While it’s true that HIV is no longer a death sentence for the majority of people, there are communities still experiencing the “crisis.” I remember my days of living in Philadelphia between 2003 and 2012. The number of young people, particularly Black, gay and under the age of 30, who I knew personally that died living with the disease was, and still is, concerning. Perhaps because of stigma, we weren’t talking as openly about those deaths. Even despite the work we were all trying to do. I want people to know that knowing your status helps. The medicines work — even when they are taken by HIV negative individuals. People will die of this disease if they don’t know their status or [are] not taking the proper steps to get the care they need. Removing housing and employment barriers, and ensuring that people have basic needs, including access to quality healthcare, will go a long way.
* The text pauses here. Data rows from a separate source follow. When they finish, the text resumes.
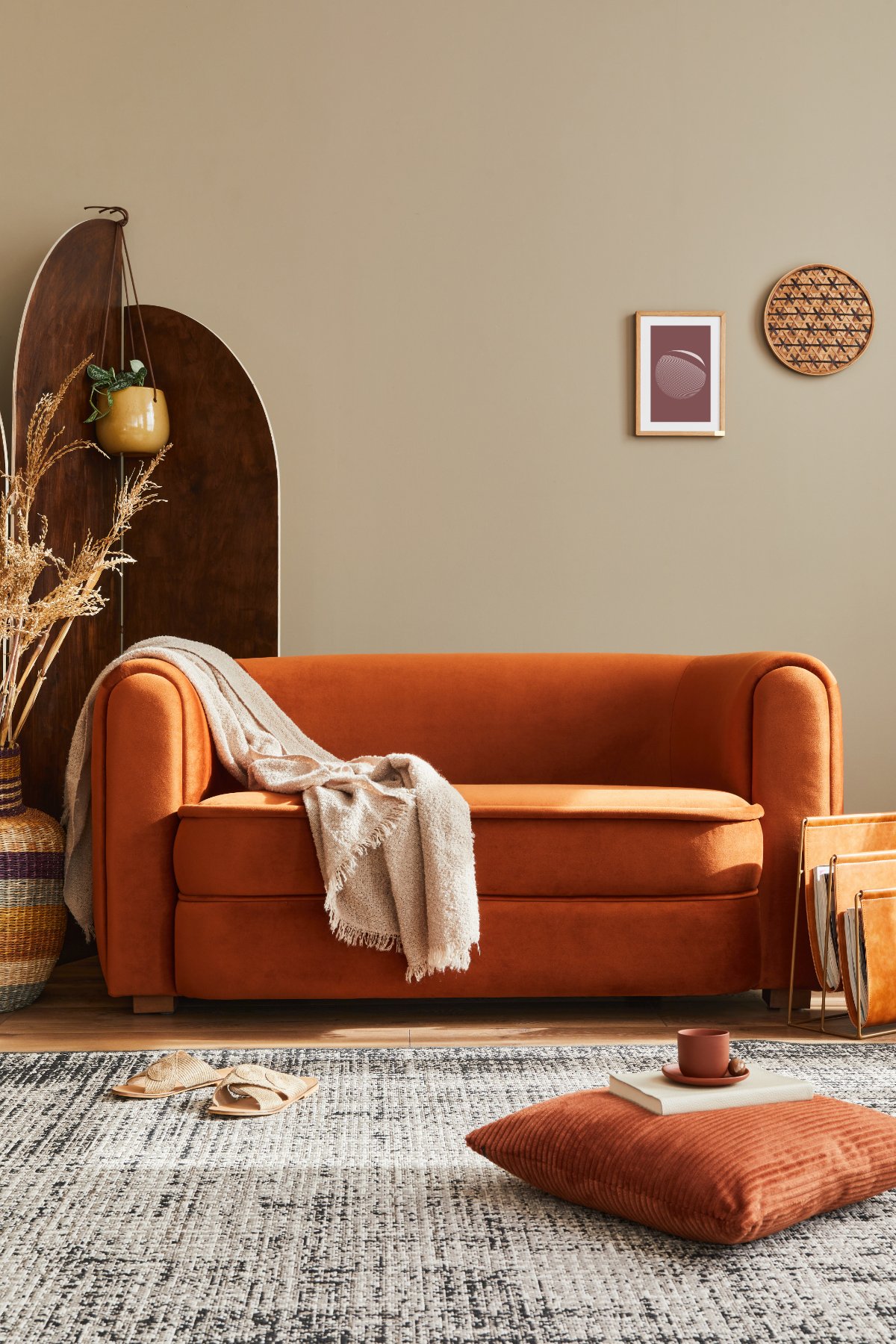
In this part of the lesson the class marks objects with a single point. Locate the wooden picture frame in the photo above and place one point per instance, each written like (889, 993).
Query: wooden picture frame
(680, 374)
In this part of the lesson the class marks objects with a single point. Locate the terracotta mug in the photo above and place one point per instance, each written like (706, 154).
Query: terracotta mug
(704, 1051)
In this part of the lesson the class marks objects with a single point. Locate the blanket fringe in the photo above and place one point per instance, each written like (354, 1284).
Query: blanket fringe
(363, 937)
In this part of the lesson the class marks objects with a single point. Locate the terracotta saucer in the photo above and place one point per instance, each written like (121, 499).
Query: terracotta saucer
(726, 1081)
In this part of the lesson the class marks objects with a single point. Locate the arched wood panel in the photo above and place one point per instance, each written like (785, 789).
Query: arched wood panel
(208, 558)
(62, 323)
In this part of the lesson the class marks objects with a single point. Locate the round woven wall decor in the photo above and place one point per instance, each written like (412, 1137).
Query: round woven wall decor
(818, 319)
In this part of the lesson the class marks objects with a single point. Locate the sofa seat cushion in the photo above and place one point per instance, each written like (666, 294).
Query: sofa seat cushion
(531, 840)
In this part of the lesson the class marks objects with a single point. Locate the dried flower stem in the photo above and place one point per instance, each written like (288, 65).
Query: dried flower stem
(31, 624)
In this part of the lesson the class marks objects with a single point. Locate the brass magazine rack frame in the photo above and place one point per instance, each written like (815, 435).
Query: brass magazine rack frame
(810, 1019)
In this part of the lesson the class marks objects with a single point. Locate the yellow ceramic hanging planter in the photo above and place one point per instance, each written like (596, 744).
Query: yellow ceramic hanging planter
(132, 418)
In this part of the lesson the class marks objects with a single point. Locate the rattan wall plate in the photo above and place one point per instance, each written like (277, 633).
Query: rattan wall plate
(818, 319)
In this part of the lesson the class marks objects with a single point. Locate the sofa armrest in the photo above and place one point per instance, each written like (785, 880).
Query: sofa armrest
(151, 753)
(766, 726)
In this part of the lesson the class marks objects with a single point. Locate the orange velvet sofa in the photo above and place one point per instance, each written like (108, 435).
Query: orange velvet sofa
(637, 824)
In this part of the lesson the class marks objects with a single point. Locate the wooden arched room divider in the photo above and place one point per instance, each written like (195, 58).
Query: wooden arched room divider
(207, 558)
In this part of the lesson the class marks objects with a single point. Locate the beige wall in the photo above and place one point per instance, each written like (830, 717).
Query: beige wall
(425, 228)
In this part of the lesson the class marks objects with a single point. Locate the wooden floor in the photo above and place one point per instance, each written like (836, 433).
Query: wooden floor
(74, 1012)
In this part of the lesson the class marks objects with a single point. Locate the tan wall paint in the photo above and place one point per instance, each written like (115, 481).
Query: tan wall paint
(425, 228)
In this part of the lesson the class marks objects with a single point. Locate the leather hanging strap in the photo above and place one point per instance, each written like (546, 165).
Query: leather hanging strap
(121, 245)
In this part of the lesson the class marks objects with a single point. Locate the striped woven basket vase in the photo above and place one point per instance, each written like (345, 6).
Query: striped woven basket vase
(33, 917)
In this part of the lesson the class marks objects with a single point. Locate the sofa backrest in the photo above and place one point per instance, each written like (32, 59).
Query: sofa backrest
(480, 718)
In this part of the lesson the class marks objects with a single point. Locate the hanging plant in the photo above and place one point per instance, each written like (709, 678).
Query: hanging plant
(131, 417)
(107, 381)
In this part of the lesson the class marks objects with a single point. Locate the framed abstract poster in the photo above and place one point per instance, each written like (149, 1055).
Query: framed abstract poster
(680, 374)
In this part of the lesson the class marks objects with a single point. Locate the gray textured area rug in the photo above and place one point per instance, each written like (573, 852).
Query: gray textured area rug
(361, 1216)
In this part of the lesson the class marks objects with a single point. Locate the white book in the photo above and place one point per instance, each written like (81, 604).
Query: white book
(821, 889)
(857, 974)
(655, 1092)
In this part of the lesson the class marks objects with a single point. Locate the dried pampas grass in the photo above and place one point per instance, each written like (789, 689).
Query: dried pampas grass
(34, 628)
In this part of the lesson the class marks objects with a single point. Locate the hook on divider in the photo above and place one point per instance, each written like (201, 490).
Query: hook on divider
(112, 210)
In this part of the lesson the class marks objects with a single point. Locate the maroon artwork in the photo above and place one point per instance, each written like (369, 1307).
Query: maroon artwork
(680, 374)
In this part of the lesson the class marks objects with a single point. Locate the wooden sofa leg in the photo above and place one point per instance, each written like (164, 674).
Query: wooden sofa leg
(777, 999)
(153, 1003)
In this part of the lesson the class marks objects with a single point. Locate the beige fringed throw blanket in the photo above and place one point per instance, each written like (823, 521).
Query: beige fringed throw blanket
(393, 836)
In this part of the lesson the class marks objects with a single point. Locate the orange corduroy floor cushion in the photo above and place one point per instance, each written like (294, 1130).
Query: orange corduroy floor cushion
(709, 1176)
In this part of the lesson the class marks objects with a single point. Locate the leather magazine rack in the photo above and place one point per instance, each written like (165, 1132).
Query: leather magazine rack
(856, 856)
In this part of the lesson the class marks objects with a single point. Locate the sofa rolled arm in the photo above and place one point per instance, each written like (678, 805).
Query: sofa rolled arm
(151, 753)
(766, 726)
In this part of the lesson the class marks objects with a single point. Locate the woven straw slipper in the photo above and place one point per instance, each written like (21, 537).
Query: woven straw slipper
(172, 1074)
(252, 1092)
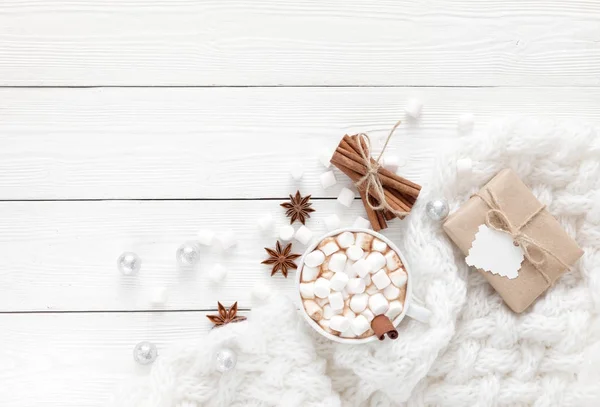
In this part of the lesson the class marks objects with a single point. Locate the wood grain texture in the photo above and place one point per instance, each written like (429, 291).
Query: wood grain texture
(75, 360)
(269, 42)
(231, 143)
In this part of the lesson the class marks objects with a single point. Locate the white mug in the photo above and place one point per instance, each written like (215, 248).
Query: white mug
(410, 308)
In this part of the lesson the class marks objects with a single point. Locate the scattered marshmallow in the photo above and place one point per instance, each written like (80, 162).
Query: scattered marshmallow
(339, 281)
(217, 274)
(313, 310)
(327, 179)
(307, 290)
(345, 239)
(354, 253)
(394, 310)
(378, 304)
(381, 279)
(379, 245)
(339, 323)
(359, 302)
(286, 233)
(332, 222)
(360, 325)
(391, 292)
(303, 235)
(314, 258)
(205, 237)
(266, 223)
(355, 286)
(376, 261)
(346, 197)
(413, 108)
(399, 278)
(361, 223)
(322, 289)
(309, 273)
(228, 239)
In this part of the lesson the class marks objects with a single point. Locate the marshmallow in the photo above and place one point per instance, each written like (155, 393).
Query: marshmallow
(286, 233)
(381, 279)
(297, 171)
(303, 235)
(330, 248)
(307, 290)
(413, 108)
(332, 222)
(355, 286)
(313, 310)
(359, 302)
(354, 253)
(376, 261)
(266, 223)
(360, 325)
(322, 289)
(339, 281)
(394, 310)
(361, 223)
(314, 258)
(217, 274)
(345, 239)
(378, 245)
(336, 301)
(378, 304)
(361, 268)
(339, 323)
(228, 239)
(392, 261)
(363, 240)
(464, 167)
(325, 157)
(205, 237)
(368, 314)
(391, 292)
(399, 278)
(309, 273)
(346, 197)
(327, 179)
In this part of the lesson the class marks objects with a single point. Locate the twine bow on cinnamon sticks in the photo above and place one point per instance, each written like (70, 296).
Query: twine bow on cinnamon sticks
(385, 195)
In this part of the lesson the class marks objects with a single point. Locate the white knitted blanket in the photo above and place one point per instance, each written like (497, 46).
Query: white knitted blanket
(475, 352)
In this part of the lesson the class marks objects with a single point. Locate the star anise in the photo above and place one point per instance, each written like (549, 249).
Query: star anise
(298, 208)
(225, 316)
(281, 259)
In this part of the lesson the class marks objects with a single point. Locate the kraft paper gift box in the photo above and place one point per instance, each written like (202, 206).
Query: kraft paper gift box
(518, 204)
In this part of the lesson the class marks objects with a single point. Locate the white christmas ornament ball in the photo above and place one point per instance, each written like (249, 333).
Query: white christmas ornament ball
(129, 263)
(145, 353)
(437, 209)
(188, 254)
(225, 360)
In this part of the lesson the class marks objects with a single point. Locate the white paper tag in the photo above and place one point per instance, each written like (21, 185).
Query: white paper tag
(495, 252)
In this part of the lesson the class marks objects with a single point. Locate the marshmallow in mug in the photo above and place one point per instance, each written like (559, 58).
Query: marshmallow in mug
(356, 277)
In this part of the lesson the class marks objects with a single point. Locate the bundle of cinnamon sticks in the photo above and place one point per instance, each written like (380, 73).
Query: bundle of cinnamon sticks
(399, 193)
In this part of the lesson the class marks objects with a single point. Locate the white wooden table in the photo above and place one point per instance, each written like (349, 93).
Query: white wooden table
(129, 125)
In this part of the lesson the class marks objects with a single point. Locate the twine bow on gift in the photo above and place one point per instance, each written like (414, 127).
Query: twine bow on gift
(533, 251)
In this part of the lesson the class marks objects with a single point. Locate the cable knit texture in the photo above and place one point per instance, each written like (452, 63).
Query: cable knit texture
(475, 352)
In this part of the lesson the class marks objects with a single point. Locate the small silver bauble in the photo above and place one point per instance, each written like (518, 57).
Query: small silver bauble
(188, 254)
(145, 353)
(129, 263)
(437, 209)
(225, 360)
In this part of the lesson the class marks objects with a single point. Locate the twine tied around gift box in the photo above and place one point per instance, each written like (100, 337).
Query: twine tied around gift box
(533, 251)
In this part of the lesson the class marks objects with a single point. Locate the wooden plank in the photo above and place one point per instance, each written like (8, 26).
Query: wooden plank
(269, 42)
(231, 143)
(74, 360)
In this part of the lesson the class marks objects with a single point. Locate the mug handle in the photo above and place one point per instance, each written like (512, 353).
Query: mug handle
(418, 313)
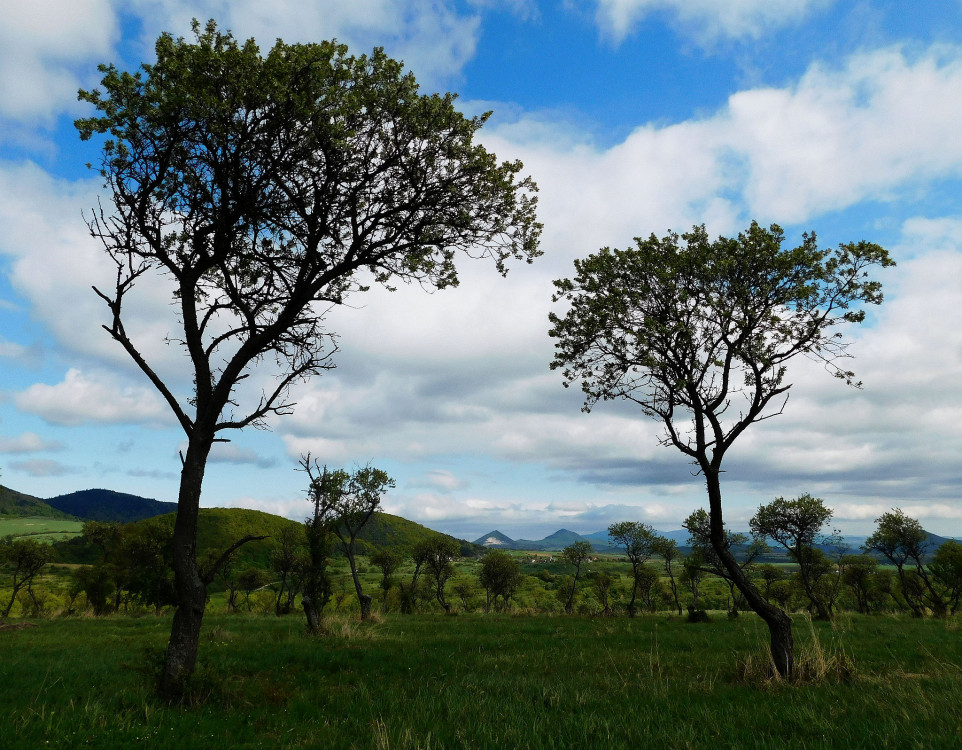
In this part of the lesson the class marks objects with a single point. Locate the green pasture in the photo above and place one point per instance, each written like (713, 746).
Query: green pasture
(42, 529)
(475, 681)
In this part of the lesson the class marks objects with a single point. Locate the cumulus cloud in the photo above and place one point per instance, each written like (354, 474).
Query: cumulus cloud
(707, 19)
(29, 442)
(878, 127)
(48, 48)
(228, 453)
(92, 397)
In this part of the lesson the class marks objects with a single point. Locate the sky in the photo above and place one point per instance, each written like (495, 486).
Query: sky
(634, 117)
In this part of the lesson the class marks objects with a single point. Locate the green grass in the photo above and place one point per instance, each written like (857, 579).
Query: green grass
(475, 681)
(42, 529)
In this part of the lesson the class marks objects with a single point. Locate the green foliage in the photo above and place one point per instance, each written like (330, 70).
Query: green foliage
(682, 322)
(21, 560)
(499, 576)
(797, 526)
(904, 542)
(15, 504)
(48, 529)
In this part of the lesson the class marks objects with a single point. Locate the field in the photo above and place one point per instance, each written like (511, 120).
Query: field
(485, 681)
(43, 529)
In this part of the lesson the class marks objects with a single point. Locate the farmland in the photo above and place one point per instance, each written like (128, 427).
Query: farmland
(43, 529)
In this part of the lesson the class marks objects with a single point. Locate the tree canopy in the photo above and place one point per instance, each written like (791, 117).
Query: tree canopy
(265, 189)
(699, 332)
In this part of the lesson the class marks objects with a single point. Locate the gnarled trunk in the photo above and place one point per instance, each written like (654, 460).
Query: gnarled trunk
(781, 639)
(189, 588)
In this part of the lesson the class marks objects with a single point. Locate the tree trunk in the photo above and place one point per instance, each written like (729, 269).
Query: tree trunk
(189, 588)
(310, 611)
(364, 600)
(779, 623)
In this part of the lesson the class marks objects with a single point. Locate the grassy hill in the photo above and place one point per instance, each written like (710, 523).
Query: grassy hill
(219, 528)
(18, 505)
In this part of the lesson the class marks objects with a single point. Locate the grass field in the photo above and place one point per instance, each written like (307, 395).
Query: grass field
(474, 681)
(43, 529)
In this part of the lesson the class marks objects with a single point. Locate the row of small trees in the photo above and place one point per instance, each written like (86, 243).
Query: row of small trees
(129, 567)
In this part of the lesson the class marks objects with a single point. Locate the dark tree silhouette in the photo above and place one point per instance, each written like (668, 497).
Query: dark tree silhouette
(265, 189)
(698, 333)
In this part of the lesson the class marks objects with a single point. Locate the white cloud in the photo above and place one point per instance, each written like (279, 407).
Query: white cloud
(879, 127)
(28, 442)
(48, 49)
(708, 19)
(42, 467)
(85, 397)
(228, 453)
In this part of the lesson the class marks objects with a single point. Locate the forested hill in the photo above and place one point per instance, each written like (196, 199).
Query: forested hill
(219, 528)
(107, 505)
(17, 504)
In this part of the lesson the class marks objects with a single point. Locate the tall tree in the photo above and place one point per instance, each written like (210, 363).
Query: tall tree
(265, 189)
(343, 503)
(699, 332)
(576, 554)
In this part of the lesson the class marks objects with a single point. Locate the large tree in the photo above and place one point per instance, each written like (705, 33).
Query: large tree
(576, 554)
(699, 332)
(264, 189)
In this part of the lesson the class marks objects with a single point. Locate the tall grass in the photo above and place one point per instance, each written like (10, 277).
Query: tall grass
(483, 682)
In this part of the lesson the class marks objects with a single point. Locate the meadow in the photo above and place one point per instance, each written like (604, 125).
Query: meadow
(485, 681)
(42, 529)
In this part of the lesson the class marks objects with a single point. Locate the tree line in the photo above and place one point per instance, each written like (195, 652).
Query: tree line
(897, 570)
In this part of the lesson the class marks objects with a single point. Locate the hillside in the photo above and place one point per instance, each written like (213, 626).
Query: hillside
(18, 505)
(557, 541)
(219, 528)
(107, 505)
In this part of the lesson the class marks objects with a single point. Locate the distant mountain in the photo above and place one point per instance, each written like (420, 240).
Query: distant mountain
(394, 532)
(495, 539)
(557, 541)
(17, 504)
(107, 505)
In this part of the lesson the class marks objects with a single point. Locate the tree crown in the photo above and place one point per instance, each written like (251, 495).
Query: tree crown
(682, 325)
(266, 187)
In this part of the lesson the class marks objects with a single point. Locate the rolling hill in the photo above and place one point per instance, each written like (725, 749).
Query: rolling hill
(18, 505)
(107, 505)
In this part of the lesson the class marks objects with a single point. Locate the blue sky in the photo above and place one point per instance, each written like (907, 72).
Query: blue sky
(634, 116)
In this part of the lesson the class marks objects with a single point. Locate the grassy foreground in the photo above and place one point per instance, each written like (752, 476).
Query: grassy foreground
(476, 681)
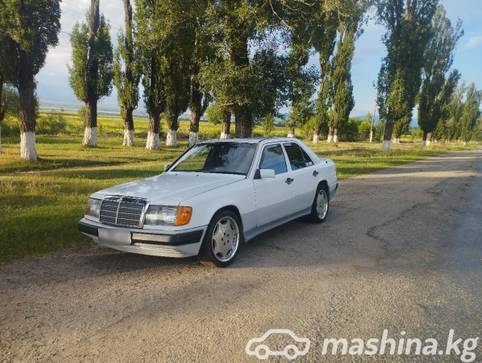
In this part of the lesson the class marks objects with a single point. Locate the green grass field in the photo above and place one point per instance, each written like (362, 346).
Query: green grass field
(43, 201)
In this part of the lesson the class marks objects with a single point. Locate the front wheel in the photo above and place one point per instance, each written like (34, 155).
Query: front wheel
(222, 240)
(321, 205)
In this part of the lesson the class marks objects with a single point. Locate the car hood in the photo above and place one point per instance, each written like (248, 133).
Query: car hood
(171, 188)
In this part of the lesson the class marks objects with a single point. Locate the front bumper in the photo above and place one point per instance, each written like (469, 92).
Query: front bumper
(182, 243)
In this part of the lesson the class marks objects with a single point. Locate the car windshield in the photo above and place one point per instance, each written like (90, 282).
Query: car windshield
(219, 157)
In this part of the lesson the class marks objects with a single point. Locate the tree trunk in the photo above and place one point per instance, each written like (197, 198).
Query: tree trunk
(171, 137)
(153, 142)
(330, 135)
(291, 131)
(226, 126)
(128, 127)
(427, 136)
(2, 111)
(90, 132)
(387, 136)
(26, 90)
(243, 121)
(194, 126)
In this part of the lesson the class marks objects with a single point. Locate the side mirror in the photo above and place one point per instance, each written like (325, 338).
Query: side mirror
(266, 173)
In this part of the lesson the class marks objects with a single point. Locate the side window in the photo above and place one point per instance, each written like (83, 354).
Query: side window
(297, 156)
(273, 158)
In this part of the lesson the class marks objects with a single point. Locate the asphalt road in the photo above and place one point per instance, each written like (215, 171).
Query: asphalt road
(401, 250)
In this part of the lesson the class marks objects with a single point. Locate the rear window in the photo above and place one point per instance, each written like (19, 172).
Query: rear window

Sound research demonstrates that viral suppression works, especially in not transmitting HIV to one’s sexual partners. We stand with our jurisdiction members, and all of those men and women who do the hard work to stay undetectable, to declare that U=U. But as someone who is HIV positive, I recognize that it’s not always fun or easy to take HIV medications. Sometimes I forget, or still feel nauseous in the morning. But like many, we do what we have to do to prevent new infections.
What is one tangible action you think will generate better support for the most vulnerable living with HIV/AIDS within our LGBTQ community?
Black and brown gay and bisexual men and transgender women continue to face great risks for HIV infection. I’m encouraged by the state of Georgia and their statewide MSM strategic plan. Their plan includes the “Georgia Same Gender-Loving Public Health Leadership Cohort.” These plans are exciting as they articulate an intentional, coordinated plan that could end the epidemic in Georgia. However, these plans must be well-resourced. I hope the Georgia community will use the plan to hold the state accountable, especially to ensure adequate funding matches the plan’s needs. It can serve as a model for other states and jurisdictions. Despite the plan, however, Black and brown gay and bisexual men and transgender women are not always given opportunities to serve in leadership capacities where they are steering the ship. They are often offered outreach and other para-professional roles. I believe that our health organizations should look closely at our workforce and ensure that we are making room for skilled, prepared workers to lead the HIV prevention and treatment fight — especially those who are most affected by the disease.